Otobe, Ort in der Präfektur Hokkaidō, Japan
Otobe ist eine kleine Stadt an der Küste des Meeres von Japan auf der Westseite der Oshima-Halbinsel. Die Stadt hat offenes Land mit ruhigen Straßen, grünen Hügeln und wird vom Hime-Fluss durchquert, der eine wichtige geografische Besonderheit darstellt.
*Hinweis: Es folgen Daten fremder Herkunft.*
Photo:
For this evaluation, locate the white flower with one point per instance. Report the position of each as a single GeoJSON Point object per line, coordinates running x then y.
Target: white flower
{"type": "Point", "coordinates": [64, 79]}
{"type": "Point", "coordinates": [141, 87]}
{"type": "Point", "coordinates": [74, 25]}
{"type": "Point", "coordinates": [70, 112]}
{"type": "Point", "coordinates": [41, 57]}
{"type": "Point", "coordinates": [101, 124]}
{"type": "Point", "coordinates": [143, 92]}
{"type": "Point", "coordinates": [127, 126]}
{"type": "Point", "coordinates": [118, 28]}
Die Stadt hat eine Geschichte, die über hundert Jahre zurückreicht und wurde 1902 zur Gemeinde zweiter Klasse und 1965 zur Stadt erhoben. Das Gebiet war lange Zeit ein Ort, an dem Fischer und Bauern traditionell von Meer und Land lebten.
Der Name Otobe stammt aus der Sprache der Ainu und bedeutet "Fluss mit Sumpf in seiner Mündung". Die Bewohner zeigen heute Respekt vor der Natur durch lokale Feste, die das Meer und die Jahreszeiten feiern, sowie durch traditionelle Handwerke wie Holz- und Töpferarbeiten.
Die beste Zeit zum Besuch ist im Frühling oder Sommer, wenn das Wetter mild ist. Es gibt einfache Guesthouses in der Nähe des Zentrums und der Küste, und man kann leicht zu Fuß erkunden, da vieles in kurzer Entfernung liegt.
Das Wasser ist hier besonders: natürliche Quellen entspringen aus dem Boden und werden von Einheimischen seit Generationen genutzt, einige sagen sogar, dass bestimmtes Quellwasser heilende Eigenschaften haben soll. Der Sommeermpool ist seit vielen Jahren ein Ort, an dem Menschen schwimmen und entspannen.